In patients, but not in controls, eotaxin and monocyte chemoattractant protein 1 (MCP-1) correlated with systolic (r = -0.65 and r = -0.45) and diastolic (r = -0.59 and r = -0.65) function, particularly in those with active disease (systolic function, r = -0.74 and r = -0.60; diastolic function, r = -0.69 and r = -0.80).
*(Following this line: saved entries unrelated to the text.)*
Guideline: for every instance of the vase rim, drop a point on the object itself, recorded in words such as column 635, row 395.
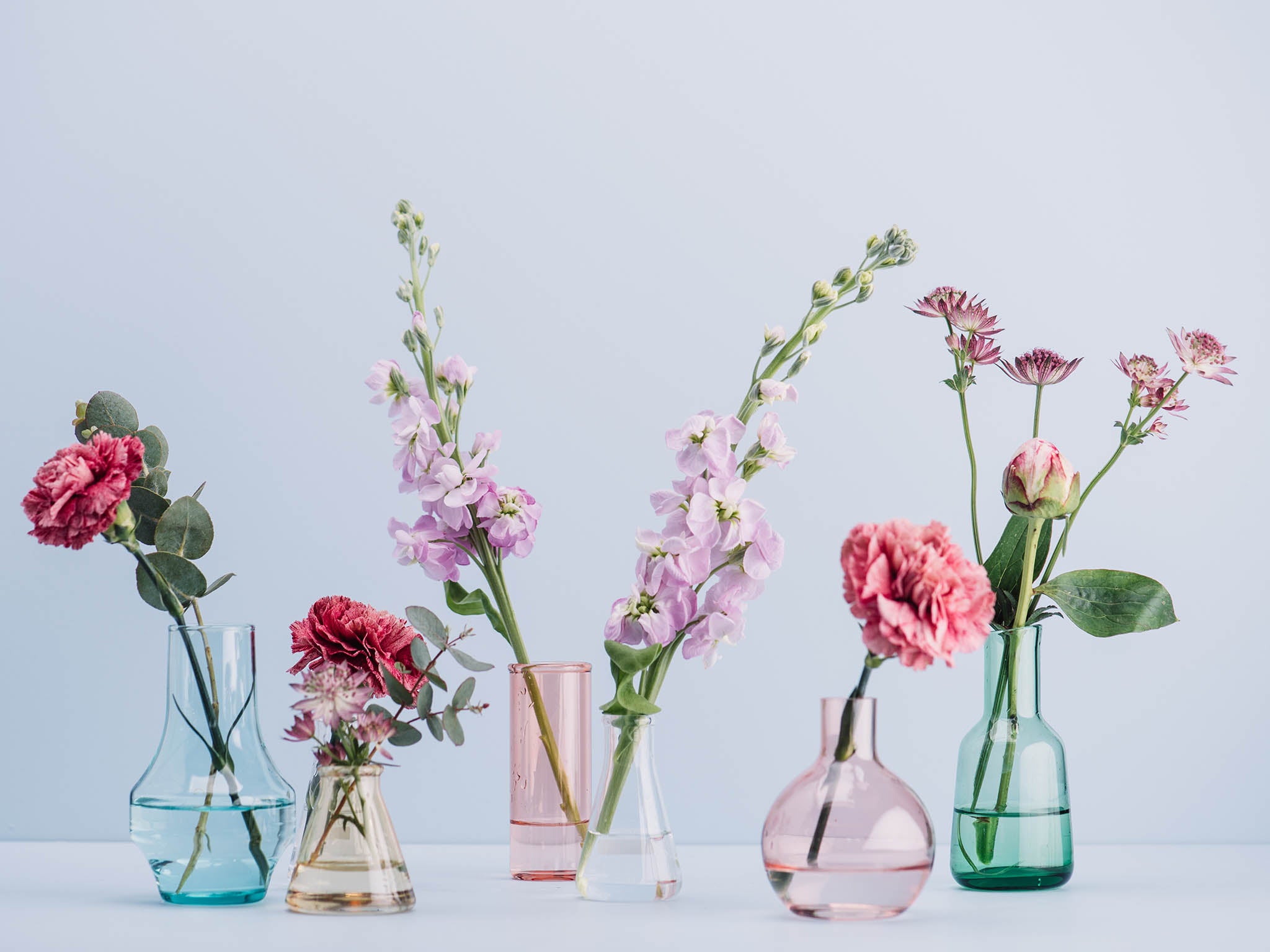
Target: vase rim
column 549, row 667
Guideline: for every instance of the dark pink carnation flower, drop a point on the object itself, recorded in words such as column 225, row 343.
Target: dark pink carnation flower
column 917, row 594
column 79, row 490
column 339, row 630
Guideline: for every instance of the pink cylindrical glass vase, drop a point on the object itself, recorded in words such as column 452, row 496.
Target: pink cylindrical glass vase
column 550, row 769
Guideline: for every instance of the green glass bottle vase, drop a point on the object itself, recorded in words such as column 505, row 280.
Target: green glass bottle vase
column 1011, row 819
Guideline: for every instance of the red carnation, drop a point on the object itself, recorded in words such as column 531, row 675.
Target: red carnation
column 79, row 490
column 338, row 628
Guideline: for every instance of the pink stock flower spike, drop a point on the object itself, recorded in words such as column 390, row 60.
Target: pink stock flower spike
column 1202, row 355
column 1041, row 367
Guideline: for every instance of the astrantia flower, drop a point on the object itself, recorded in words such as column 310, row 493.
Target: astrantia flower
column 78, row 493
column 342, row 631
column 1202, row 355
column 964, row 312
column 510, row 516
column 918, row 596
column 333, row 694
column 374, row 728
column 704, row 443
column 1041, row 367
column 652, row 615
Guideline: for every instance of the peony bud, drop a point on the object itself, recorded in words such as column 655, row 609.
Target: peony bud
column 1039, row 483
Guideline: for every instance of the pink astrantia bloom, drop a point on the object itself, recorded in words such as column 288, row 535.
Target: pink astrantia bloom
column 653, row 614
column 719, row 516
column 771, row 441
column 78, row 493
column 427, row 544
column 454, row 372
column 391, row 386
column 704, row 443
column 1039, row 483
column 1039, row 367
column 771, row 391
column 342, row 631
column 334, row 694
column 510, row 516
column 1202, row 355
column 917, row 594
column 964, row 312
column 683, row 559
column 978, row 351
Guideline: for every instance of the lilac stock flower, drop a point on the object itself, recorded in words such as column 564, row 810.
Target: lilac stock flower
column 653, row 614
column 510, row 516
column 704, row 443
column 427, row 544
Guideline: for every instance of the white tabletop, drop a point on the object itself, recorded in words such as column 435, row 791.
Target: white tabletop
column 100, row 896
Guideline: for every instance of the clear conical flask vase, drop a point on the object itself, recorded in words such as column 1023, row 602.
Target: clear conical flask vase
column 629, row 852
column 350, row 860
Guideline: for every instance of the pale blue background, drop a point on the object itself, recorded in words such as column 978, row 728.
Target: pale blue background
column 196, row 214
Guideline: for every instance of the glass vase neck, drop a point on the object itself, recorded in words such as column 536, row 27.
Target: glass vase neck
column 1010, row 672
column 863, row 725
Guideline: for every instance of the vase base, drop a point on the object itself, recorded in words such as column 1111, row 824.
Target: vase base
column 345, row 903
column 231, row 897
column 1016, row 878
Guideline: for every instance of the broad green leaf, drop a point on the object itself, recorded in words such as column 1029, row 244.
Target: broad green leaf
column 148, row 507
column 1005, row 564
column 450, row 721
column 464, row 602
column 435, row 726
column 464, row 692
column 186, row 528
column 112, row 414
column 156, row 446
column 404, row 734
column 1105, row 602
column 220, row 582
column 180, row 574
column 397, row 690
column 631, row 660
column 424, row 702
column 468, row 662
column 429, row 625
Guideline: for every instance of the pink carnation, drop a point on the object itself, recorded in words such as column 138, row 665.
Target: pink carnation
column 918, row 596
column 339, row 630
column 79, row 490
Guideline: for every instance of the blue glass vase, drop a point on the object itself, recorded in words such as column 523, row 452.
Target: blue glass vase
column 211, row 814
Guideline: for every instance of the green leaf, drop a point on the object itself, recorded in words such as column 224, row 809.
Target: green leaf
column 397, row 690
column 1005, row 564
column 156, row 446
column 464, row 692
column 631, row 660
column 148, row 507
column 112, row 414
column 220, row 582
column 419, row 654
column 450, row 721
column 464, row 602
column 1105, row 602
column 186, row 528
column 468, row 662
column 435, row 726
column 424, row 703
column 429, row 625
column 404, row 734
column 180, row 574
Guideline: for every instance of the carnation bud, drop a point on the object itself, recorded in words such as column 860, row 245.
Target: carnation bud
column 813, row 333
column 1039, row 483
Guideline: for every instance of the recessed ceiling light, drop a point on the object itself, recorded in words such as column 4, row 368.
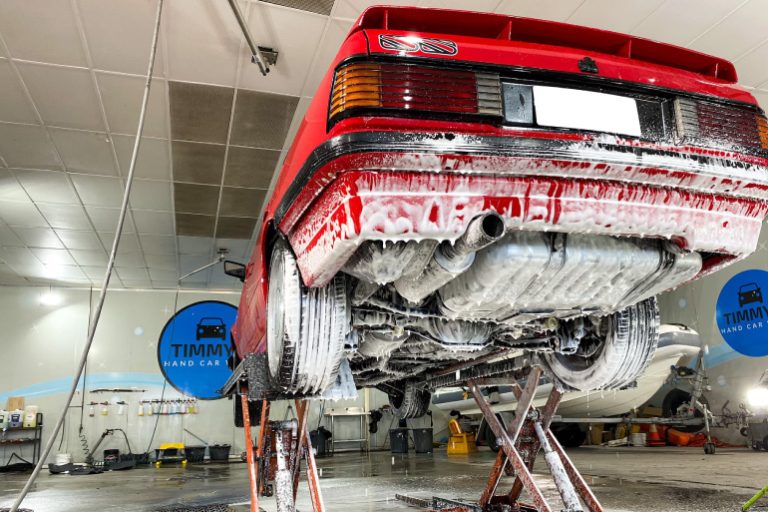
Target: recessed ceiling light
column 50, row 298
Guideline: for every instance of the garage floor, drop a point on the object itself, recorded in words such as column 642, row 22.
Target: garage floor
column 682, row 480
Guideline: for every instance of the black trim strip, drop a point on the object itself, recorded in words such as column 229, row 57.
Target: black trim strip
column 406, row 142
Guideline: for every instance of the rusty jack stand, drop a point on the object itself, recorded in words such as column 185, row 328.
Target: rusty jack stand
column 290, row 442
column 520, row 444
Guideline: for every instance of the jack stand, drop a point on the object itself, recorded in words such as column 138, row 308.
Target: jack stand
column 520, row 444
column 277, row 458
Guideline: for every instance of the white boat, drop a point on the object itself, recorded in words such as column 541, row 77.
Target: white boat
column 675, row 343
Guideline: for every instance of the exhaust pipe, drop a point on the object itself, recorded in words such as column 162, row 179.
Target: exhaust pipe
column 451, row 260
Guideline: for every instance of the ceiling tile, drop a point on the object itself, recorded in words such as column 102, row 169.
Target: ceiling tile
column 50, row 84
column 92, row 258
column 555, row 10
column 603, row 14
column 41, row 30
column 132, row 274
column 130, row 259
column 129, row 242
column 194, row 225
column 736, row 34
column 79, row 240
column 39, row 237
column 153, row 223
column 118, row 28
column 10, row 189
column 261, row 120
column 95, row 273
column 477, row 5
column 18, row 257
column 88, row 152
column 122, row 96
column 162, row 263
column 327, row 49
column 235, row 227
column 8, row 277
column 323, row 7
column 190, row 262
column 664, row 24
column 296, row 53
column 200, row 113
column 63, row 216
column 14, row 105
column 8, row 238
column 198, row 199
column 152, row 162
column 151, row 195
column 53, row 256
column 98, row 190
column 159, row 245
column 203, row 41
column 105, row 219
column 241, row 202
column 195, row 162
column 160, row 274
column 47, row 186
column 195, row 245
column 27, row 147
column 247, row 167
column 21, row 213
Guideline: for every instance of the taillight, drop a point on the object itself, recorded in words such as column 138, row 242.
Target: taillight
column 412, row 87
column 716, row 125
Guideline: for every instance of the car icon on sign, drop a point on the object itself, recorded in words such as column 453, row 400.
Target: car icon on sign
column 211, row 327
column 749, row 293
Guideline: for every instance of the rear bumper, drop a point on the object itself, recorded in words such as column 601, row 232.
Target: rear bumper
column 410, row 186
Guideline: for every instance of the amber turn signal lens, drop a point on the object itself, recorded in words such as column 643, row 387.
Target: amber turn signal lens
column 762, row 131
column 412, row 87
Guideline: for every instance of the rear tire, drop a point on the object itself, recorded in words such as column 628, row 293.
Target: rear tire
column 306, row 327
column 411, row 402
column 629, row 341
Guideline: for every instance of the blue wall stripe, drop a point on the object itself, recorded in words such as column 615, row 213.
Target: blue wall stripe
column 97, row 380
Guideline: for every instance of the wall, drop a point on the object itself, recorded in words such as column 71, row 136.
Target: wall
column 40, row 347
column 730, row 374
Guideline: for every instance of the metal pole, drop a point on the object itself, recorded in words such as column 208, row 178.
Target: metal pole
column 255, row 52
column 252, row 477
column 110, row 266
column 559, row 475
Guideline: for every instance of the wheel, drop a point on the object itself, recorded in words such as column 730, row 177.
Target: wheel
column 410, row 401
column 620, row 350
column 306, row 327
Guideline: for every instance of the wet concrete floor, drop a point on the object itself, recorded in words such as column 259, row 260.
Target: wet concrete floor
column 624, row 480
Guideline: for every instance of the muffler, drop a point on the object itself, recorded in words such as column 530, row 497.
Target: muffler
column 451, row 260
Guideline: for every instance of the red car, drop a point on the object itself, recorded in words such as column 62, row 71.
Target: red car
column 470, row 186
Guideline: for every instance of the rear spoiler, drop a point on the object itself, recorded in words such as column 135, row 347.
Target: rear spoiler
column 551, row 33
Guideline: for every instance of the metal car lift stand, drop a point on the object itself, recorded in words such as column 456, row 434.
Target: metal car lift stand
column 520, row 444
column 291, row 445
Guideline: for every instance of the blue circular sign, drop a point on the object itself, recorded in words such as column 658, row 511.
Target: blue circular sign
column 742, row 313
column 195, row 346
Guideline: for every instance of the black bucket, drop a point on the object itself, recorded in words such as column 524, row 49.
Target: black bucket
column 219, row 452
column 398, row 440
column 195, row 453
column 422, row 440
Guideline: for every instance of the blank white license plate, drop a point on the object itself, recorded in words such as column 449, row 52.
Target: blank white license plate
column 585, row 110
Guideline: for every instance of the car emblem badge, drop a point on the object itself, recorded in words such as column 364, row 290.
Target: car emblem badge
column 588, row 65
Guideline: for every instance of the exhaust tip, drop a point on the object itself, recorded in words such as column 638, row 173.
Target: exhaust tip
column 493, row 225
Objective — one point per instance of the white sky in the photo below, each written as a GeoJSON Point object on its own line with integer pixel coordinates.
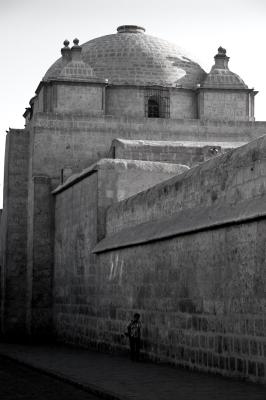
{"type": "Point", "coordinates": [32, 33]}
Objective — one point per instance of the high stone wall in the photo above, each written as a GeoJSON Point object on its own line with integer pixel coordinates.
{"type": "Point", "coordinates": [200, 293]}
{"type": "Point", "coordinates": [14, 289]}
{"type": "Point", "coordinates": [77, 141]}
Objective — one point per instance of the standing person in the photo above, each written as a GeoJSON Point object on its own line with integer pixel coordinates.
{"type": "Point", "coordinates": [133, 332]}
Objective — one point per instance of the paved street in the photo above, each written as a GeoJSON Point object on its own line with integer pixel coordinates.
{"type": "Point", "coordinates": [112, 376]}
{"type": "Point", "coordinates": [20, 382]}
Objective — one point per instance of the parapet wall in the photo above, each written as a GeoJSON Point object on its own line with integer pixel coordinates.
{"type": "Point", "coordinates": [77, 141]}
{"type": "Point", "coordinates": [189, 256]}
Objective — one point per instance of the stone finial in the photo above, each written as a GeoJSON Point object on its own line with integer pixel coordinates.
{"type": "Point", "coordinates": [221, 59]}
{"type": "Point", "coordinates": [221, 50]}
{"type": "Point", "coordinates": [76, 51]}
{"type": "Point", "coordinates": [65, 51]}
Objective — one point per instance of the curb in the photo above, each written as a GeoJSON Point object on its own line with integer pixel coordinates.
{"type": "Point", "coordinates": [90, 388]}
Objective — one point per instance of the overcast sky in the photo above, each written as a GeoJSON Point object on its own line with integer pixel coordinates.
{"type": "Point", "coordinates": [32, 32]}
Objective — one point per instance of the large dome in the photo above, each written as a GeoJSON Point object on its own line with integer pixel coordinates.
{"type": "Point", "coordinates": [131, 57]}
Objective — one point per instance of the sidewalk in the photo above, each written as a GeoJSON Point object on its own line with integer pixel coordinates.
{"type": "Point", "coordinates": [117, 378]}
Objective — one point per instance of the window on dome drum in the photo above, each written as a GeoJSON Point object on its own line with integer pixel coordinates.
{"type": "Point", "coordinates": [157, 103]}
Total cholesterol level was lower in patients than controls [mean 4.19 mmol/l (s.d. 0.82) vs 4.60 (0.87), P ≤ 0.01]. However, total cholesterol levels in the upper normal range were associated with systolic (r = -0.56, P < 0.01) and diastolic (r = -0.64, P < 0.001) dysfunction and with high eotaxin and MCP-1 (r = 0.56 and r = 0.50, P < 0.01) in patients with active disease, but not in those with inactive disease or in controls (all r < ±0.2).
In the active disease state of JDM, eotaxin and MCP-1 were associated with cardiac dysfunction, possibly through sustained inflammation. In those with active disease and cholesterol levels in the upper normal range, eotaxin and MCP-1 might enhance susceptibility to cardiac dysfunction.
本研究旨在探讨趋化因子和脂质对活动期和非活动期皮肌炎(JDM)患者及匹配对照组心脏功能的影响。
54例JDM患者在疾病发作后中位时间16.8年(范围2 - 38年)接受临床检查,并与54例性别和年龄匹配的对照组进行比较。非活动期疾病根据PRINTO标准定义。采用Luminex技术分析趋化因子的血清水平。进行超声心动图检查并在对患者信息不知情的情况下进行分析。分别采用长轴应变和e'作为收缩和舒张功能的参数。
在患者中,而非对照组中,嗜酸性粒细胞趋化因子和单核细胞趋化蛋白1(MCP - 1)与收缩功能(r = -0.65和r = -0.45)及舒张功能(r = -0.59和r = -0.65)相关,尤其在活动期疾病患者中(收缩功能,r = -0.74和r = -0.60;舒张功能,r = -0.69和r = -0.80)。患者的总胆固醇水平低于对照组[平均4.19 mmol/l(标准差0.82)对4.60(0.87),P≤0.01]。然而,在正常范围上限的总胆固醇水平与活动期疾病患者的收缩功能(r = -0.56,P < 0.01)和舒张功能(r = -0.64,P < 0.001)以及高嗜酸性粒细胞趋化因子和MCP - 1(r = 0.56和r = 0.50,P < 0.01)相关,但在非活动期疾病患者或对照组中则不然(所有r < ±0.2)。
在JDM的活动期疾病状态下,嗜酸性粒细胞趋化因子和MCP - 1可能通过持续炎症与心脏功能障碍相关。在活动期疾病且胆固醇水平在正常范围上限的患者中,嗜酸性粒细胞趋化因子和MCP - 1可能会增加心脏功能障碍的易感性。